Der BFH hat schon wiederholt entschieden, dass es hinzunehmen ist, wenn es durch das in § 11 EStG normierte Zu- und Abflussprinzip in einem Veranlagungszeitraum zu Ergebnissen kommt, die als Folge der Einkommensteuerprogression oder fehlender tatsächlicher Ausgleichsmöglichkeiten zu steuerlichen Be- oder Entlastungen führen (vgl. BFH-Urteil in BFH/NV 2006, 1979, m.w.N.). Eine zeitabschnittsbezogene Steuerermittlung bewirkt typischerweise Unterschiede der Steuerbelastung zwischen den verschiedenen Abschnitten. Es läuft folglich den Wertungen des Gesetzgebers nicht zuwider, dass G den ihm im Streitjahr zugeflossenen Arbeitslohn ohne Berücksichtigung der erst im Folgejahr geleisteten Rückzahlung versteuern muss. Dies gilt auch, falls sich die (teilweise) Rückzahlung im Folgejahr –wie die Klägerin vorgetragen hat– steuerlich nicht mehr auswirken sollte, weil die Einkünfte im Jahr der Rückzahlung unter den steuerlichen Freibeträgen lagen.
Die sachliche Unbilligkeit der Anwendung des Abflussprinzips auf zurückgezahlten Arbeitslohn ergibt sich auch nicht aus dem Grundsatz der Besteuerung nach der finanziellen Leistungsfähigkeit und dem Verbot der Übermaßbesteuerung.

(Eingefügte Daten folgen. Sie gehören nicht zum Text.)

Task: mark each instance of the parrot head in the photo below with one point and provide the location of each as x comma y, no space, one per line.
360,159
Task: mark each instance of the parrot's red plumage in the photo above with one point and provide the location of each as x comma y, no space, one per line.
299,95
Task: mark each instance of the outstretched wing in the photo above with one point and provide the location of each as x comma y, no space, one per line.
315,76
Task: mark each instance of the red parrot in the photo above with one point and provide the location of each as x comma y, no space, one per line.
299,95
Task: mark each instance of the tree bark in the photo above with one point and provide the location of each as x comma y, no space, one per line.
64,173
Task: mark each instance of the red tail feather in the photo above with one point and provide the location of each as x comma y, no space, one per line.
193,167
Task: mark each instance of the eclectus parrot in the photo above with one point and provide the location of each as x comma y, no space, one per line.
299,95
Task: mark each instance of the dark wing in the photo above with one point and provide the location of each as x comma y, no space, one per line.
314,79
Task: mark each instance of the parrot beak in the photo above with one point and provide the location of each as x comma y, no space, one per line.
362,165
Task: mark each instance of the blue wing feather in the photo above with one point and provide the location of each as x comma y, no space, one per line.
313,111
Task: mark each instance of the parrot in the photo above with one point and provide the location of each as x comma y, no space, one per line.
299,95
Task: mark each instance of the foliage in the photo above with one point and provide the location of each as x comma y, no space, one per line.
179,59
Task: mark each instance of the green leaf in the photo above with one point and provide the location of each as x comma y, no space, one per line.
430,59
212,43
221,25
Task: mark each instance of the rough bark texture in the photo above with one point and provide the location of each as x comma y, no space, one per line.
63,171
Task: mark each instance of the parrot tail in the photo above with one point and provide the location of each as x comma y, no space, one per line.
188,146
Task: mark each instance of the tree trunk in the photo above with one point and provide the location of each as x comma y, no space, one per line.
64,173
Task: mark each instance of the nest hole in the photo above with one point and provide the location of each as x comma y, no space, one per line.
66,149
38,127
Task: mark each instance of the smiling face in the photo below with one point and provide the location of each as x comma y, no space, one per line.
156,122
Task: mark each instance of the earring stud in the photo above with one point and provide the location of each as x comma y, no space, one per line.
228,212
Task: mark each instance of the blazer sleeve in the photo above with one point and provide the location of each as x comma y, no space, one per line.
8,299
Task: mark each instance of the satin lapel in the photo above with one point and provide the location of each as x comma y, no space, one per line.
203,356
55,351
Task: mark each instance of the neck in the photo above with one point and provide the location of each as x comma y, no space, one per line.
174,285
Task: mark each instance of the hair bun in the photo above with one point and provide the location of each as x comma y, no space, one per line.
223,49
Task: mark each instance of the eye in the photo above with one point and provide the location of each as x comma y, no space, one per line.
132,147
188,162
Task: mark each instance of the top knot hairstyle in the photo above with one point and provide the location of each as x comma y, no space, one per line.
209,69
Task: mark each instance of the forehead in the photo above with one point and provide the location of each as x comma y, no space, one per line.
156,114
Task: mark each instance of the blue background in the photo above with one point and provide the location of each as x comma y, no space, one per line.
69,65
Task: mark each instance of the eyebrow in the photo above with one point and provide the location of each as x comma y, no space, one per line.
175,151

Denn die Leistungsfähigkeit des Steuerpflichtigen ist grundsätzlich auf den jeweils zu beurteilenden Einkommensermittlungszeitraum (Veranlagungszeitraum) zu beziehen. Dies folgt aus der auf den jährlichen Besteuerungsabschnitt bezogenen steuerlichen Ermittlungstechnik für die Bemessungsgrundlage der Einkommensteuer in ihrer Ausgestaltung als Jahressteuer (vgl. Beschluss des Bundesverfassungsgerichts –BVerfG– vom 10. April 1997 2 BvL 77/92, BVerfGE 96, 1, BStBl II 1997, 518, sowie BFH-Urteil in BFH/NV 2006, 1744).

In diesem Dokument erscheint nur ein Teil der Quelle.